A little more than halfway through this book is a poem titled, “Googling Soni Sori”, referring to the 44-year-old tribal activist from Chhattisgarh, accused of being a Naxalite activist. If you do search for her online, you are likely to find videos of Sori describing how she was tortured in prison and the appalling conditions inside Indian jails. “Who is responsible for my condition?” the third line of the poem demands. This line is repeated like a refrain towards the end of the poem. “I found you”, writes Bolger, “a two-minute clip / wild haired moaning / cuffed to a hospital bed”. For Bolger — and many of her readers — this might as well have been a discovery of India.
A little later, there are three ghazals — one dedicated to Parveena Ahangar, the Kashmiri activist who has become a face of the movement to find people made to disappear in the conflict-ridden region since the disappearance of her Javaid in 1991; the second to a Kashmiri teenage girl; and the third to Asifa, the eight-year-old girl who was raped and murdered in Kathua in January last year. Kashmir has been the focus of international media since February this year when a terror attack in Indian paramilitary forces led to skirmishes between Indian and Pakistani forces, and later the sudden removal of the semi-autonomy the region enjoyed.
As Kashmir remained under lockdown, Ahangar wrote in The Guardian: “Between 8,000 and 10,000 Kashmiris have been victims of enforced disappearance. I was never a political person but the fire of my own suffering and anguish of other parents prompted me to start the Association of Parents of Disappeared Persons.” In the poem, Bolger adopts Ahangar’s voice: “When he disappeared my fear went away / I approached the armed men under sun and moon. / I searched camps, hospitals and jails / where is he? Can my child see the moon?” These poems open up Bolger — and her audience — to an India changing swiftly.

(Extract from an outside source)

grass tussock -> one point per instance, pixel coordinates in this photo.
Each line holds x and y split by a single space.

A COMPOUND OF WORDS; Author: Fiona Bolger; Publisher: Yoda Press; Price: Rs 195; Pages: 92
Bolger’s critics would have found it easy to describe her as a sceptical European who can only see problems in India. (Bolger is Irish and has lived in India for years; this is her first collection.) But they will find it difficult to prove such an accusation because of the empathy with which she describes so many things about the country which played generous host to her. Her brief biography claims that she “is interested in the poems found in the cracks between borders”. This book is ample proof of this desire to excavate.
This is nowhere more evident than in the “Allahabad Sonnets” — a sequence of 10 sonnets in the middle of the book. These poems have a protagonist (perhaps a stand-in for the poet herself, who can tell?) exploring Allahabad. “She maps that city with her feet / her tongue tastes each corner / Katra market potato fry in leaf kattori / cows patiently waiting their turn”. It is the description of a summer evening that she can almost taste on her tongue: “creamy dahi and gulab jamun in hot syrup, ladled / from pan to clay pot, oozing through the pores / She holds the touch of leaf and clay and skin / in her hand as the loo blows through her.” A reader willing to partake of the poet’s imagination can taste the gulab jamun, can feel the hot air.
One of the final poems of the book is “A foreigner is someone who makes us feel we belong”, dedicated to novelist Amitava Kumar who has most recently written a book called Immigrant, Montana about an academic who goes from an Indian village to a US campus. In the poem, the poet self-consciously describes herself as: “Firangi, but a friendly firangi / a lal didi, a pumpkin head / …Difference noted, acknowledged / appreciated, mostly ignored.” For anyone who has travelled even a little, differences among cultures are often a reminder of greater links between them.
This book, with its mixture of words and conflicts and cuisines, does a great job of it.